Upon rendezvousing with 7th Battalion forces near Kurnub and handing over the trucks meant for that position, the convoy started moving toward Ein Husub. This narrow road, today Road 227, including the treacherous Scorpion Pass, was created by the British in 1927 when they were searching the area for natural resources. Going down the Scorpion Pass was done at night and by dawn on November 24, the entire convoy had descended from the pass. In this section, where falling off the road would be fatal, numerous drivers refused to carry out their mission out of fear. At 05:30 early reconnaissance jeeps reached Ein Husub, which still lay abandoned, and the entire convoy was there by 08:30.

The forces spent the day of November 24 converting the five buildings of the Ein Husub police station into a military base, by building fences and deploying artillery, digging trenches and setting up a radio station. Meanwhile, scouting units moved toward Sodom and together with Sodom's soldiers they cleared the mine fields that the same troops had laid in the preceding months in fear of a Transjordanian attack.
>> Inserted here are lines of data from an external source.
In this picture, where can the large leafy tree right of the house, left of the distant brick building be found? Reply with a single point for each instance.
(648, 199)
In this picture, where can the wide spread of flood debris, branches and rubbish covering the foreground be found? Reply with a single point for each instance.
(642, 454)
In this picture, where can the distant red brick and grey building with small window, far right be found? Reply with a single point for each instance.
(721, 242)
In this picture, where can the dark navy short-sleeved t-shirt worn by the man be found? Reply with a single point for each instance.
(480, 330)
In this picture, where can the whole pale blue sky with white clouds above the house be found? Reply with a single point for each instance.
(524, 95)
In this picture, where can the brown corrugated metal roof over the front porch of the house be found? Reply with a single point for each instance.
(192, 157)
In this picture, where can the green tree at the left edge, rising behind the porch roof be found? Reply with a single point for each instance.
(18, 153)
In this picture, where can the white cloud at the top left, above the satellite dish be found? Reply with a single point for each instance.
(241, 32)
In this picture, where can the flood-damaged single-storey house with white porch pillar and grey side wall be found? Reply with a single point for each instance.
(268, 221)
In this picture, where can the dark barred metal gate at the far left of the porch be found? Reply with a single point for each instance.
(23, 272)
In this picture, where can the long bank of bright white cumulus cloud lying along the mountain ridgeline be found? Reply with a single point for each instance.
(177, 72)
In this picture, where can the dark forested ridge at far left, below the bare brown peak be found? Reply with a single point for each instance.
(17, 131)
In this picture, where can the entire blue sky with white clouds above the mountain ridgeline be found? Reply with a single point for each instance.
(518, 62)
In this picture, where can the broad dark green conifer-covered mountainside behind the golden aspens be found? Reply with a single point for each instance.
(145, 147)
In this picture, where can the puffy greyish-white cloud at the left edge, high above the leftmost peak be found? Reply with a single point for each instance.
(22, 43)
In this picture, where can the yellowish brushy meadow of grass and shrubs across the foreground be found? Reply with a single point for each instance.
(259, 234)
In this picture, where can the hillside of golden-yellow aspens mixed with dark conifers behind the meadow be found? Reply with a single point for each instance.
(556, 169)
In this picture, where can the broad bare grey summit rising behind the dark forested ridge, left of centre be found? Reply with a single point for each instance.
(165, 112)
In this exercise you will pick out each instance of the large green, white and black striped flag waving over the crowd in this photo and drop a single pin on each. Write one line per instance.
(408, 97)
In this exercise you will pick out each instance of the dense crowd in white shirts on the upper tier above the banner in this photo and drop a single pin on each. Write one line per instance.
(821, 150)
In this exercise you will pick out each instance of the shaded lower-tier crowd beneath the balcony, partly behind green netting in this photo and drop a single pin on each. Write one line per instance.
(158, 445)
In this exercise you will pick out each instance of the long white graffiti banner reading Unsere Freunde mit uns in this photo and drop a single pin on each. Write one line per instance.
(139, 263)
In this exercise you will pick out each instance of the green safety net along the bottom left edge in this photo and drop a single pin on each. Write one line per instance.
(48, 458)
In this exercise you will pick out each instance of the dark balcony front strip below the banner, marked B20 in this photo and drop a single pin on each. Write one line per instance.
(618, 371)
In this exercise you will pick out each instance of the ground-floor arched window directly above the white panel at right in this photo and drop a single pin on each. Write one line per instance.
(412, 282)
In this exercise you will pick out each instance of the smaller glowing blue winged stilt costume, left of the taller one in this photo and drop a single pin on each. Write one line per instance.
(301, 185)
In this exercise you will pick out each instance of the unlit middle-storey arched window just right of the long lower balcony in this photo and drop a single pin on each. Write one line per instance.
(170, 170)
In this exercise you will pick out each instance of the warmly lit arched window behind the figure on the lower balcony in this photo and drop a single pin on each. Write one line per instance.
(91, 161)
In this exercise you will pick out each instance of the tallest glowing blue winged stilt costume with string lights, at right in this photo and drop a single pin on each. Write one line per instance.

On November 25 the Israelis moved north and linked up with Sodom. Future Chief of Staff Mordechai Gur was among the Negev Brigade soldiers and had a chance of meeting his brother Shmuel, who was among those blockaded in Sodom during the war.

After accomplishing the main objectives, on November 26 the Israeli forces regrouped in order to reconnoiter the area and look for enemy forces, but not engage them. Scouting parties left for Safi in Jordan and crossed the border near Ein Husub as well. The southernmost scouts moved past the abandoned police station at Ein Weibeh to Ein Ghamr and reached as far as Bir Maliha, about halfway to Umm Rashrash and the Red Sea. The scouts were detected by Arab Legionnaires in multiple instances, and retreated as ordered in those situations. When a scouting party was returning from Transjordan in the Dead Sea area, the Israeli platoon commander Rafi Meir stepped on an Israeli mine. He was eventually airlifted to Jaffa, where he died of his wounds in the Dajani Hospital.

==Aftermath==
The capture of the Dead Sea area strengthened Israel's hold on the Negev desert and effectively moved the new country's borders about 100 km to the south. It also solidified Israel's claim to the Dead Sea. In the month following the operation, Negev Brigade scouts conducted overt maneuvers in a wide area around Ein Husub to show major Israeli presence to United Nations observers who toured the area. After a month, most Negev forces were redeployed in Beersheba to participate in Operation Horev.

Additionally, it enabled Israel's entire conquest in Operations Uvda and Itzuv. After the area was taken, Israeli Ambassador to the United Nations Abba Eban encouraged immediate settlement of the area to strengthen Israel's hold. Ein Hatzeva, where the Ein Husub police station stood, was only founded in 1960 however, against the recommendation of experts. The paths that the Negev Brigade used in the operation turned into roads when the IDF's Engineering Corps carried out Operation Arava in 1949–1950.